La lectura de La ley de la calle deja una sensación de incertidumbre, nostalgia y rebeldía. El mundo que describe y la lucha de supervivencia emocional y social de Rusty James expresan vivamente, con la fuerza que es inherente a la buena literatura, el vacío, la impotencia y la nada, entre otras cosas.

El chico de la moto, ensimismado, más deambulando que efectivamente montado en su moto (que no tiene), deja tras de sí un rastro de silencio: ¿el desencanto? A su hermano Rusty James le toca asistir a su extraño acto final: locura y muerte. Unas horas antes, el mejor amigo de Rusty James, Steve, le ha dicho: no puedes vivir pendiente del chico de la moto. Porque, además, el lector puede percibirlo, en el halo que lo envuelve hay algo irritante: conciencia de superioridad, distanciamiento. Está condenado a la muerte que se avecina. Él, que tan bien supo percibir la muerte de los mitos de la Costa Oeste, intuye, sin duda, la propia. Pero los que cuentan son los que quedan. Siempre ese resto.

La novela escoge como personaje mítico al chico de la moto, pero lo hace desaparecer en el horizonte y nos deja con el hermano del chico de la moto. Es otra estética, menos victoriosa. Y más moderna. Es la estética del resto, de lo que queda.

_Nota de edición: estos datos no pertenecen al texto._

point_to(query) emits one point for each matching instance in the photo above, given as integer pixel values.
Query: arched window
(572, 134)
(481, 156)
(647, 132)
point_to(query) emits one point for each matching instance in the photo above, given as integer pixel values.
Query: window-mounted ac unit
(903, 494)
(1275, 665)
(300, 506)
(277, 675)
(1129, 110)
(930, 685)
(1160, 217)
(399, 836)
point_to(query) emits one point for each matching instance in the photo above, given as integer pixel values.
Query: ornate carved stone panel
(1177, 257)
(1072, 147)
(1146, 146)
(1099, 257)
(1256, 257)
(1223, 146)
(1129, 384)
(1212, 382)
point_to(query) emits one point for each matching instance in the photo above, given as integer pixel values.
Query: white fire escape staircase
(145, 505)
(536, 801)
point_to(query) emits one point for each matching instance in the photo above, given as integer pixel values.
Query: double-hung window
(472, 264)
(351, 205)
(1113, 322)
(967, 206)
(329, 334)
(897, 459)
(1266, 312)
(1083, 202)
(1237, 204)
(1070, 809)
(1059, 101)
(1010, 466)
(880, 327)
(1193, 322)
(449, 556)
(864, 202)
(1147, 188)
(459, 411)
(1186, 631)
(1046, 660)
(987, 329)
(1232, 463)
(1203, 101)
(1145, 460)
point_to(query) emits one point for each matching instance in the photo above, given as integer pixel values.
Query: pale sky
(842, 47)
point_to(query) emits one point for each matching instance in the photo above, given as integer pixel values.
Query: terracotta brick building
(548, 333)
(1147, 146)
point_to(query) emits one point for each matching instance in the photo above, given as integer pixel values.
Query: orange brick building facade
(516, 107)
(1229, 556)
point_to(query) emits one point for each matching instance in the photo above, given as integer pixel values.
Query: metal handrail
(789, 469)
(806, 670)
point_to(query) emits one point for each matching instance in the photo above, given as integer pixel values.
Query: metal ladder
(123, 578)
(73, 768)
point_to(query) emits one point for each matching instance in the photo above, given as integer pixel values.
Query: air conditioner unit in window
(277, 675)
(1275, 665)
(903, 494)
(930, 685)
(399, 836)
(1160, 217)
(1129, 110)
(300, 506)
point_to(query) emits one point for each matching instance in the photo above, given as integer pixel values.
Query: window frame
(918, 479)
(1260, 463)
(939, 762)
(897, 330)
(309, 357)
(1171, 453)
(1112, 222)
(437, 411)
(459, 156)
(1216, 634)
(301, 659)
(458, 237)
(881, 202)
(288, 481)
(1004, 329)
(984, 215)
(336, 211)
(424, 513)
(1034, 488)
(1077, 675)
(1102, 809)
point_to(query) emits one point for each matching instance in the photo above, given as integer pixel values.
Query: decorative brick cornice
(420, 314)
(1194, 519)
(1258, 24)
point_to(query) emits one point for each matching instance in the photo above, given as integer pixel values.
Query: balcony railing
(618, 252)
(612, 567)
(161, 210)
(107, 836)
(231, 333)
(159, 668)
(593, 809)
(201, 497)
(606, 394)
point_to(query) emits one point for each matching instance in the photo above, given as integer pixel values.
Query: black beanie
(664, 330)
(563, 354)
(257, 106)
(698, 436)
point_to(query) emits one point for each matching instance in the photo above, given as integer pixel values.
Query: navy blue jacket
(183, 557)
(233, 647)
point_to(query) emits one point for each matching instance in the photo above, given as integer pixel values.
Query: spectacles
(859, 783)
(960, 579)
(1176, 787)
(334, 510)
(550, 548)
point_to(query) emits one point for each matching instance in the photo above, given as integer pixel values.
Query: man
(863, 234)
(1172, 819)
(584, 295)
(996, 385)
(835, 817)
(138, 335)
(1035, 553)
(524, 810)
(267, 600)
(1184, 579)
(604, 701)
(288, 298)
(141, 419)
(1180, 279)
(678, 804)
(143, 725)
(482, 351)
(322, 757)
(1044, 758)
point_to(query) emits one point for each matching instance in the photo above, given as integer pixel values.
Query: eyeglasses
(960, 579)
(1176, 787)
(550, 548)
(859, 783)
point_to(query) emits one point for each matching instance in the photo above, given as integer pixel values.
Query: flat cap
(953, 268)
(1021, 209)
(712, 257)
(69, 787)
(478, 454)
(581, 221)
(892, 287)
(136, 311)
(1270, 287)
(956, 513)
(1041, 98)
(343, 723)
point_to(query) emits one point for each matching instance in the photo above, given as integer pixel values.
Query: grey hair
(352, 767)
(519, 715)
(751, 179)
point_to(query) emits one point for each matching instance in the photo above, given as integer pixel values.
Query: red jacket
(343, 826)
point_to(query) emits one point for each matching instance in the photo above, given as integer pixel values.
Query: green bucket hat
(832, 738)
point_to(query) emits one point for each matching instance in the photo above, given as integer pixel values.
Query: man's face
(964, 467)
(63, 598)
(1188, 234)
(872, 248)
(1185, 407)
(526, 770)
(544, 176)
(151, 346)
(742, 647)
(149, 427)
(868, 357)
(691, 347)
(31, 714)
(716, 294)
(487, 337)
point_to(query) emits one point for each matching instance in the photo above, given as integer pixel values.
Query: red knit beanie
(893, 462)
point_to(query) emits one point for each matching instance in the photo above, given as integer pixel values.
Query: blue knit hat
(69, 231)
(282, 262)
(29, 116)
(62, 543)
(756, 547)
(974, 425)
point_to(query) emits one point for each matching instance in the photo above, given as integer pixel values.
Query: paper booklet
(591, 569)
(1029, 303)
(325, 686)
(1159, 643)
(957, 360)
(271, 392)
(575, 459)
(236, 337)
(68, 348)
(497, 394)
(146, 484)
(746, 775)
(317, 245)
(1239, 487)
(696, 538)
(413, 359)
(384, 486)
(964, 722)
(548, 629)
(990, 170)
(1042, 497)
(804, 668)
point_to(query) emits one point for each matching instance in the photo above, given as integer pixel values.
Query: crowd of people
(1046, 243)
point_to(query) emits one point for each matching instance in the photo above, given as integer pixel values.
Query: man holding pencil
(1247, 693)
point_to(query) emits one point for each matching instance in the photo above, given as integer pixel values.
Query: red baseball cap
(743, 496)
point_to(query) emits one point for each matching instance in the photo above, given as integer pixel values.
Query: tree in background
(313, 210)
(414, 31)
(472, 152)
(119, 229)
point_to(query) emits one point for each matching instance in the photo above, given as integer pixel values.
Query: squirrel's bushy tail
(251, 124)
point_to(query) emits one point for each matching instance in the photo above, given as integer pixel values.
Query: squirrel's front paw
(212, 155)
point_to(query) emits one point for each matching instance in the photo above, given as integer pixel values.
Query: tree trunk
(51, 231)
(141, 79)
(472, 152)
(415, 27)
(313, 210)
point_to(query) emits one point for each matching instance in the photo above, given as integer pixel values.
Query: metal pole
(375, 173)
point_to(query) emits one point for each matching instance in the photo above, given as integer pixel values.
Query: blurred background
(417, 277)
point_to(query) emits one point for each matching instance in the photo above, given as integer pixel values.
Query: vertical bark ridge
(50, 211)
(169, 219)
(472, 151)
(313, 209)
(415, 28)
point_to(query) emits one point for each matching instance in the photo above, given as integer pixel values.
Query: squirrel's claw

Ciertamente, la línea que se para lo que nos entusiasma de lo que nos horroriza es sumamente fina, casi transparente. El momento en que el equilibrio da paso a la catástrofe es infinitamente breve y a un lado y otro de ese punto de equilibrio o de catástrofe se vislumbra el contrario. Eso pasa en algunas obras: las mejores y las peores o, al menos, las que más admiramos y las que provocan nuestra más fuerte irritación. Las primeras, por arriesgadas; las segundas, por pretenciosas. En tre la pretenciosidad y el riesgo está todo lo demás, lo que puede ser regular o mediocre, tener cierto encanto o cierto interés.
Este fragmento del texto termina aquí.